So far, touch wood, I've been able to work out what went wrong without zapping myself.  

Hopefully, if I continue to be vigilant with measurements I will avoid this horrible, scary test.  It is, in fact, what has prevented me making liquid soap so far!  I know, I am a fraidy cat!  roblem:


----------



## penelopejane (Sep 7, 2016)

SunWolf said:


> How will you know if you made a mistake without zap testing every batch?  Bad measurements of your lye may show no other symptoms...you would never know if you didn't test.



I can see if there are spots in my soap or if it's soft.  If it looks good and it feels good, I assume it is good. I am also obsessively vigilant about my lye measurements. :roll:


----------



## The Efficacious Gentleman (Sep 7, 2016)

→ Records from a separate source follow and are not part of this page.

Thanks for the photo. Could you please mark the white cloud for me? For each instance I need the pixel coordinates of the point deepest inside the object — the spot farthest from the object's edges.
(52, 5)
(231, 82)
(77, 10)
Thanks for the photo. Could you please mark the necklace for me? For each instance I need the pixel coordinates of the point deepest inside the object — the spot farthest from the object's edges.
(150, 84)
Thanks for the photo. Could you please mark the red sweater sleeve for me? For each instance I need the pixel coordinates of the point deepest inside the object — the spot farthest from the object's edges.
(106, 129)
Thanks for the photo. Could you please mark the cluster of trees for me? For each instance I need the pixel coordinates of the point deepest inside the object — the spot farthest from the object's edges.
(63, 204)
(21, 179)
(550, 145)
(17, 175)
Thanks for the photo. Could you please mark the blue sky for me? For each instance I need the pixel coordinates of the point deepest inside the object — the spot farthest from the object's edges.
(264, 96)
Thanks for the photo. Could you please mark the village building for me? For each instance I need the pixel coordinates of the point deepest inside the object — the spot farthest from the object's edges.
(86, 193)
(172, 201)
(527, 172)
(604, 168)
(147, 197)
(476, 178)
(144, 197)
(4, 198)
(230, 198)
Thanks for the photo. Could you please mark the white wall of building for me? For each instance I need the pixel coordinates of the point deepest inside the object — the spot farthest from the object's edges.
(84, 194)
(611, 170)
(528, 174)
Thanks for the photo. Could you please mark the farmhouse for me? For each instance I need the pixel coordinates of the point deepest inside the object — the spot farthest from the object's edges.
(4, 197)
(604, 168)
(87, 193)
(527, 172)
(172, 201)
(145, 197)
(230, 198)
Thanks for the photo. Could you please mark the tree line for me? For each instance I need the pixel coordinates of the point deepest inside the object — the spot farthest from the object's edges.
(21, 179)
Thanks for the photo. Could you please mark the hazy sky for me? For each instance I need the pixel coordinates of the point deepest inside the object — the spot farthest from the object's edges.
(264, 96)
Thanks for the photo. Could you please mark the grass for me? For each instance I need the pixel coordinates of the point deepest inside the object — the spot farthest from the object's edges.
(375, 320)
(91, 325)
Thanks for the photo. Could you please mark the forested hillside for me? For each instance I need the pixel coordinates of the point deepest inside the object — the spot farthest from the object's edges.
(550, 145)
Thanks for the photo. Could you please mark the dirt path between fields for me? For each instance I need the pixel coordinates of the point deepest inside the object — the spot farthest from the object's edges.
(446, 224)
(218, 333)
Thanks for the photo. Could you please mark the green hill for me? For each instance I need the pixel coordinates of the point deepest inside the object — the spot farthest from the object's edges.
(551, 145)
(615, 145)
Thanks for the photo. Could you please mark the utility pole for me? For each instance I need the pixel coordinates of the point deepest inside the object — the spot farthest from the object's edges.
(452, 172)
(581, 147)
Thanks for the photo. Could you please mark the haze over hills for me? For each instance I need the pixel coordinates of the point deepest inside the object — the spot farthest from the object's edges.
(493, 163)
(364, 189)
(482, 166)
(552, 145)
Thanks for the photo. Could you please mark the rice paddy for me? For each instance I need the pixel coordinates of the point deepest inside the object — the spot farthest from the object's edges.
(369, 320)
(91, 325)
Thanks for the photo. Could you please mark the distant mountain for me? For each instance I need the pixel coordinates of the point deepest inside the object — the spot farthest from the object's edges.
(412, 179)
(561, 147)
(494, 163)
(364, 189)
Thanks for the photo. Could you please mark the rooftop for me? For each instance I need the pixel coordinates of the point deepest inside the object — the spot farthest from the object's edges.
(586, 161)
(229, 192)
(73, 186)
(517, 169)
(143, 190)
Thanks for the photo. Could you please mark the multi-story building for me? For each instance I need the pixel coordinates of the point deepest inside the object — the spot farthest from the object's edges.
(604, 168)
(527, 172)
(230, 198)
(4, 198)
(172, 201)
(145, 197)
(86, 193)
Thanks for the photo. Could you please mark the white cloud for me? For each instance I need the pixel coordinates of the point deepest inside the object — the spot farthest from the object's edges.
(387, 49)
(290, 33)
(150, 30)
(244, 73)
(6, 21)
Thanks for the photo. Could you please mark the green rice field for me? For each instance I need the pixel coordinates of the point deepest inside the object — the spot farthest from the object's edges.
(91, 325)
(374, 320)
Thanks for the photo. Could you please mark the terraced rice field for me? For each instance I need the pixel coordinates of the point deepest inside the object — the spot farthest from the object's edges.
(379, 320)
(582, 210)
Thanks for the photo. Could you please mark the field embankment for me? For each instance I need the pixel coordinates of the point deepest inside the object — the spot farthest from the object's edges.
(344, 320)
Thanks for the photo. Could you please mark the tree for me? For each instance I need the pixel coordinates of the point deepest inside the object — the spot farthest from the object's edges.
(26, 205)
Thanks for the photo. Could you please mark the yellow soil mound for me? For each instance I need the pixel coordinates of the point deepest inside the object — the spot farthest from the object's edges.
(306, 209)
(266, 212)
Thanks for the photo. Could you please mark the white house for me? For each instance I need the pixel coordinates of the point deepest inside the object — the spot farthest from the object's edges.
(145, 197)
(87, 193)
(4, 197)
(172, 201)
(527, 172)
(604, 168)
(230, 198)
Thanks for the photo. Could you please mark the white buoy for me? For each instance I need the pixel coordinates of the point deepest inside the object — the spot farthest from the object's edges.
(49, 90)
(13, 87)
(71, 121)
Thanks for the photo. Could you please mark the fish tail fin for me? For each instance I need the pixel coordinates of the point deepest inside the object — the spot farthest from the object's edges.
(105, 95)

It is NOT a horrible test. Whether or not it is scary depends on whether or not you are prepared to actually look at it objectively. 

If I was to say that some people choose to let themselves be stabbed by a stranger who then drains off vital life-blood, it sounds like a very stupid thing to do. But giving blood is actually not as horrible or scary as I made it sound. 

Zap testing, when properly done, is totally safe. 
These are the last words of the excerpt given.